File mode

Matthieu Moy Matthieu.Moy at imag.fr
Sat Sep 9 19:34:35 UTC 2006


jeffpc at josefsipek.net (Josef "Jeff" Sipek) writes:

> On Sat, Sep 09, 2006 at 09:57:56AM -0500, Matt Mackall wrote:
>> Even git only uses one bit of the mode it stores.
>
> Hrm. You are right.
>
>> With good reason - there are security concerns. Instead we follow the
>> normal UNIX umask conventions.
>  
> Alright.

Indeed, GNU Arch stores more that the 'x' bit. I've never found it
useful for my own use, but it has many times given me troubles.

Regarding _your_ permissions, the cases where you want to prevent
yourself from reading/writting on a file are rare. Regarding the
"group" part, it's 100% site-specific, since people will have
different groups on different hosts where they checkout, and for the
"other" part, the policy is also site-specific. If you develop free
software or if you trust other users, you'll want to give the "read"
permission to everybody. But having someone who don't trust other
users and someone who does working together with a RCS that sets those
bits is a mess.

And yes, the security risk is there. I already found some
world-writable files in a GNU Arch project.
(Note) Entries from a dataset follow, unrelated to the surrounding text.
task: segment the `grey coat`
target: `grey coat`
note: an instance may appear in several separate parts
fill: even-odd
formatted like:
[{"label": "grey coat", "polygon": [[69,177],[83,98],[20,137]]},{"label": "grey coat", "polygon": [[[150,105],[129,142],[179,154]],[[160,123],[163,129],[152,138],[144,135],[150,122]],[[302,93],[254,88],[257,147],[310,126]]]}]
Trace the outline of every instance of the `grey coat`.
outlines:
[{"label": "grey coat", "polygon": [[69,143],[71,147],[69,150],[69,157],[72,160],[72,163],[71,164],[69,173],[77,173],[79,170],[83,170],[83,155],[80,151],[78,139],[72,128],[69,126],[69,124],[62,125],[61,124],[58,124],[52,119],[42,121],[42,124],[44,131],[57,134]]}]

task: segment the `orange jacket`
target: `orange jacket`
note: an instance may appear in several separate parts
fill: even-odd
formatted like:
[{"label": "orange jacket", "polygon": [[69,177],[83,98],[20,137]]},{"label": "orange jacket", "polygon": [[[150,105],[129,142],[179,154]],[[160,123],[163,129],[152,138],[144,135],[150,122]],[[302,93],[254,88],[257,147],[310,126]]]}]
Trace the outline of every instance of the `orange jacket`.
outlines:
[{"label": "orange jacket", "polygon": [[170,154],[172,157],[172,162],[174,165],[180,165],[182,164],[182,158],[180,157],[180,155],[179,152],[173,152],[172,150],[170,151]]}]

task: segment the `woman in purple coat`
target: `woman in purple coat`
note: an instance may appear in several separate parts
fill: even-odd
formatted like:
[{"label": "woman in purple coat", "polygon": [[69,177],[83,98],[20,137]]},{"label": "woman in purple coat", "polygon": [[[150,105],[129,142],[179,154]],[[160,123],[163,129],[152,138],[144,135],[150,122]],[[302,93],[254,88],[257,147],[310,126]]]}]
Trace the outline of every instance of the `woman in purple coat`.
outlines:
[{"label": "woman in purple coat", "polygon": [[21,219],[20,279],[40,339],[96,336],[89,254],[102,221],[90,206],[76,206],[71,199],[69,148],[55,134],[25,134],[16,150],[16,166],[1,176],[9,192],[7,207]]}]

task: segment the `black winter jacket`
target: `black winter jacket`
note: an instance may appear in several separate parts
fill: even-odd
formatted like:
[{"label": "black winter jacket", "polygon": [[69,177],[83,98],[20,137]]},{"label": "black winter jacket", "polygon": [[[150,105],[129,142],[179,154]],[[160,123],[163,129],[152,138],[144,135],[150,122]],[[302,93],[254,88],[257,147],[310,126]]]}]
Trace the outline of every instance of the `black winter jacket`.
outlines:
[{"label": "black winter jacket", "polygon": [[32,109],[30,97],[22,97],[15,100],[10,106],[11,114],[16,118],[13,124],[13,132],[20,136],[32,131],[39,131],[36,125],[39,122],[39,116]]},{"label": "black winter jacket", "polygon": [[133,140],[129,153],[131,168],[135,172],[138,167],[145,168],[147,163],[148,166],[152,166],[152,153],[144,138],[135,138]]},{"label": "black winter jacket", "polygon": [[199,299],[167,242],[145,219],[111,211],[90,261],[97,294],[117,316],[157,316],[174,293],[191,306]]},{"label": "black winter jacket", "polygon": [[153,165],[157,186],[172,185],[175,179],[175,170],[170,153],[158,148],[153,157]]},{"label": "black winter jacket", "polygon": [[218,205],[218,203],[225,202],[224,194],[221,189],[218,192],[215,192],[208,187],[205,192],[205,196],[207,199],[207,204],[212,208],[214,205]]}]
That said, it can be useful on 0.01% (?) of cases, and I'll take once
more the example of GNU Arch: a user wanted to version-control / on
several machines (not just for backup, but also to merge changes from
a machine to another), and an option has been added to track all the
bits (sticky bit, suid, ...), the group name and all, but obviously,
it's disabled by default. I'm not sure this has actually been used by
anyone finally.

> In what way? The only thing I can think of is accidental creation of cycles
> in the working dir. (I know someone who messed his SVN repo up with a
> symlink to '.'.) But if care is taken for hg to never follow links
> everything should be fine.

If you follow symbolic links, you have another problem which is that a
symlink can point outside your tree. Security concern here too:
things like merging could then write outside the tree (and therefore
to an arbitrary location).

Tracking the target of symlinks is OTOH something I find useful, and
seems not too problematic. I'm versionning my ~/bin/ with bzr, it
contains mostly a few home-made scripts and some symlinks (typically
to chose between several versions of a software on the system), and
it's convenient to manage multiple machines.